人の医療では随分前から言われていますが、ここ数年で薬剤耐性の問題が獣医の間でも認識されてきているように感じます。
非常に遅いと思います。
人の病院に比べ、動物病院はすぐに抗生剤を出してしまうことが多かったと思いますし、今でもそうかもしれません。
『"とりあえず"抗生剤処方しておきますね』と、、、
抗生剤は細菌による感染症に対する薬ですから、細菌感染が認められて初めて処方されるべき薬です。

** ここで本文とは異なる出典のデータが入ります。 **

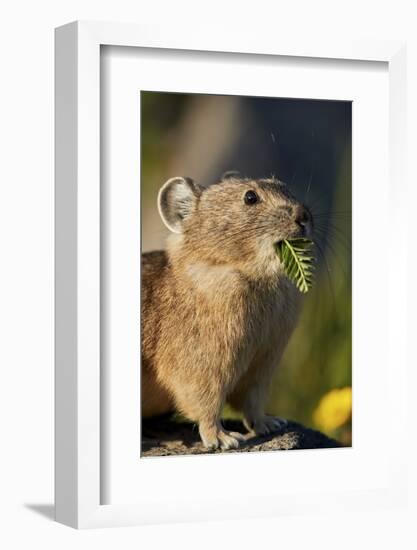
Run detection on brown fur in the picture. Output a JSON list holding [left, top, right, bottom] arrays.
[[142, 177, 312, 448]]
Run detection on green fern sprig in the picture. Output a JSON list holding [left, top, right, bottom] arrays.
[[276, 238, 315, 294]]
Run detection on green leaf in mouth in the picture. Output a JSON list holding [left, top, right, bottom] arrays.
[[276, 238, 315, 294]]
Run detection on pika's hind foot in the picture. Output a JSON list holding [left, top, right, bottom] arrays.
[[244, 414, 288, 435], [200, 428, 245, 451]]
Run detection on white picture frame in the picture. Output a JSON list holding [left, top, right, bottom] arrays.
[[55, 22, 406, 528]]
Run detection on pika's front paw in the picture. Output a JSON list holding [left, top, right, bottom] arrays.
[[244, 415, 288, 435], [200, 428, 245, 451]]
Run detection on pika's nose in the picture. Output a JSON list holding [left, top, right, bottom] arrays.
[[294, 204, 311, 235]]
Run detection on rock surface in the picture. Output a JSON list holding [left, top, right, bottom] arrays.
[[142, 418, 342, 457]]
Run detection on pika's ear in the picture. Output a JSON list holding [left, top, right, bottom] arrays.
[[158, 177, 202, 233]]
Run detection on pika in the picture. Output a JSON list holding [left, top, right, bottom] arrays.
[[141, 173, 313, 449]]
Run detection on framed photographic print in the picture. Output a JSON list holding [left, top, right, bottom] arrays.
[[56, 22, 406, 527]]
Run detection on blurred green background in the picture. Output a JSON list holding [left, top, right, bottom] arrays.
[[141, 92, 352, 445]]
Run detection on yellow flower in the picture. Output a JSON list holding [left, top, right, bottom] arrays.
[[313, 387, 352, 432]]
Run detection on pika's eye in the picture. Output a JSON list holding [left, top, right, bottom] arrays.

癌かどうかわからないのに、癌の可能性があるから”とりあえず”で抗癌剤を投与するのはあり得ないとおもいますが、それと同じことをしているんですよね。
もちろん、細菌感染をすぐに証明はできないけど、もしそうであればすぐに治療しなければならない症例においては、予測のもとにおける抗生剤治療が否定されることはありません。
もし後から違うとわかったら休薬すれば良いのです。
人でも、小動物でも、これからは抗生剤が効かなくなることで感染症による死亡率は増加していくことが予想されます。
今後更に薬剤耐性の問題に対する認知が広がり、より的確な使用がされていくことを切に願っています。